La 14e édition de la Biennale de l’Art contemporain africain de Dakar pourrait se tenir vers la fin d’année de cette année 2020, si, et seulement si les conditions sont favorables nous confie Mme Marième Ba, Secrétaire générale de la Biennale de Dakar. Dans cet entretien Marième Bâ revient sur les motifs du report de la 14e édition qui devait se tenir du 28 mai au 28 juin. Elle conditionne l’organisation de cette grande rencontre culturelle et artistique à la maîtrise de la pandémie et la reprise des activités au plan national et international.
Madame Marième BA, l’organisation de la 14e édition de la Biennale de l’art contemporain africain de Dakar prévue du 28 mai au 28 juin 2020 a été finalement reportée, sur la décision du ministre de la Culture, face à l’expansion de la pandémie de la Covid 19. Comment avez-vous vécu cette situation inédite en tant que Secrétaire générale de la Biennale de Dakar ? A quel moment avez-vous senti que le report de la biennale était inévitable ?
La décision des autorités gouvernementales sénégalaises de décaler ce rendez-vous international majeur qu’est la Biennale de Dakar fait suite aux mesures préventives prises par le Gouvernement de la République du Sénégal dans le but de lutter contre la propagation de la maladie Covid 19 et de préserver la santé des populations. Parmi celles-ci, il est fait mention de la suspension des manifestations publiques et de l’interdiction des regroupements dans les endroits ouverts ou clos. Cette décision lucide, sage et responsable a été prise dès le 19 mars dernier, après concertation avec le Comité d’orientation de la 14ème édition de la Biennale de l’Art africain contemporain, présidé par Maitre Amadou Moustapha NDIAYE, considérant la nécessité d’arrêter les activités culturelles artistiques dans le cadre des mesures de prévention strictes, mises en œuvre pour endiguer la circulation de ce virus incontrôlable.
Comment réagissent les milieux culturels, artistes et professionnels des arts devant ce report qui bouleverse leur propre investissement créatif ainsi que l’agenda culturel international ?
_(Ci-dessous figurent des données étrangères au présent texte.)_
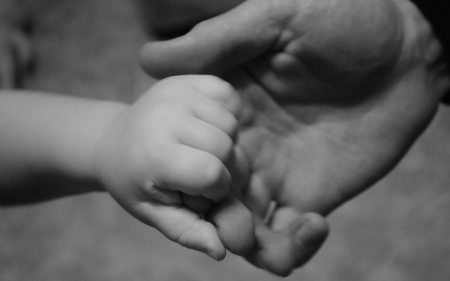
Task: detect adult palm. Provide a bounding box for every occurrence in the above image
[142,0,449,275]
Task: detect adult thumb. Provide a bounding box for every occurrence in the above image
[141,0,293,78]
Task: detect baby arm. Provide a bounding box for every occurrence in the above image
[0,76,254,260]
[95,76,254,260]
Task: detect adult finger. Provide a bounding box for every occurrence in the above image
[205,197,255,256]
[246,213,328,276]
[141,0,293,78]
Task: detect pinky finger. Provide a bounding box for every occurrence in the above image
[132,202,226,261]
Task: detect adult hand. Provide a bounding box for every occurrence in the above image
[142,0,449,275]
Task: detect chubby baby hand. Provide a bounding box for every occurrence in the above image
[93,75,255,260]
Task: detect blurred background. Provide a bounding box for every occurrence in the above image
[0,0,450,281]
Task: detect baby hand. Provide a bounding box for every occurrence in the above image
[93,76,254,260]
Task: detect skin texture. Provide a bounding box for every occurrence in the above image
[93,76,255,260]
[0,0,33,89]
[141,0,449,276]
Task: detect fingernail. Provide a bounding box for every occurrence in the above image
[205,250,219,261]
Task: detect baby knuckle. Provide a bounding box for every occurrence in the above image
[201,157,230,189]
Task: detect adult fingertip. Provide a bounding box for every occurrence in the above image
[206,197,255,256]
[204,245,226,261]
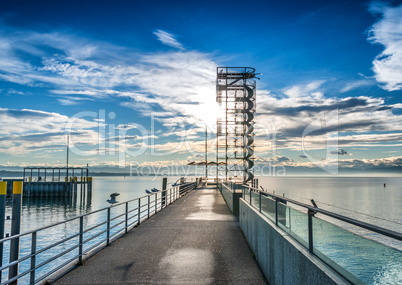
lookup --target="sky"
[0,0,402,175]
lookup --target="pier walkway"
[55,187,266,284]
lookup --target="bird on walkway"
[106,192,120,204]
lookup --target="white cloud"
[154,30,184,50]
[368,2,402,91]
[341,80,375,93]
[0,108,99,155]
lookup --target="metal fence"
[240,185,402,284]
[0,179,201,284]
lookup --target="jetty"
[55,186,266,284]
[0,177,402,284]
[3,167,92,198]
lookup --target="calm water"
[3,174,402,284]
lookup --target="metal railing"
[240,184,402,284]
[0,179,201,284]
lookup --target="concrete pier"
[54,188,266,284]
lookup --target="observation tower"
[216,67,256,182]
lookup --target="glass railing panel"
[250,191,260,211]
[243,188,250,203]
[313,218,402,284]
[287,207,308,248]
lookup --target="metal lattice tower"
[216,67,256,182]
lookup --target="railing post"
[125,202,128,233]
[155,193,158,214]
[307,210,314,253]
[137,198,141,225]
[275,197,279,225]
[78,216,84,265]
[0,181,7,272]
[106,205,110,246]
[161,177,167,206]
[29,232,36,284]
[148,195,151,219]
[8,181,23,284]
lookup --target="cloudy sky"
[0,0,402,174]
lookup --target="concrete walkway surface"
[55,188,266,284]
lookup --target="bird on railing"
[106,192,120,204]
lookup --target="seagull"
[106,192,120,204]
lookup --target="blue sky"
[0,0,402,174]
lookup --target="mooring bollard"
[0,181,7,270]
[8,181,23,284]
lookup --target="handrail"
[0,179,201,284]
[237,182,402,284]
[243,185,402,241]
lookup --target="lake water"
[2,174,402,284]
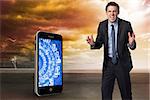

Il faut saluer les efforts consentis par les acteurs et opérateurs culturels pour faire face et combattre au mieux la pandémie de la Covid 19 que le monde est en train de vivre. Vous savez, avec cette crise sanitaire, économique, environnementale, nous vivons une période d’incertitude pour le monde des arts et de la culture, particulièrement pour ce que j’en sais dans les secteurs des arts visuels et du spectacle vivant. Mais il ne faut pas oublier que la source de l’art se trouve dans cette capacité des créateurs à se détacher d’une situation, à se surpasser pour réinventer la vie, recréer des liens. La crise de la Covid 19 inédite indique qu’il faut revoir la marche de notre monde et c’est le moment, le temps de l’artiste qui s’est toujours soucié de ce qui se passe, des enjeux de notre environnement. Par ses aptitudes d’anticipation, d’imaginer le monde à venir, la communauté artistique peut participer à une reprise rapide et salutaire des activités si la pandémie est contenue, puis jugulée à moyen terme. Comme vous le dites, tout l’agenda des grandes manifestations internationales est chamboulé, avec des reports, des annulations d’édition de grandes biennales, labellisées et affiliées à l’Association internationale des Biennales IBA, de festivals, d’évènements culturels et sportifs d’envergure. Certains rendez- vous ont été reprogrammés pour au plus tôt juin 2021, sinon 2022. Les meilleurs exemples ce sont les JO de Tokyo déjà renvoyés pour fin juillet 2021qui semblent ne plus pouvoir se dérouler, même à cette bonne date selon les autorités japonaises et le CIO, et le festival international du film de Cannes qui n’aura pas lieu en 2020.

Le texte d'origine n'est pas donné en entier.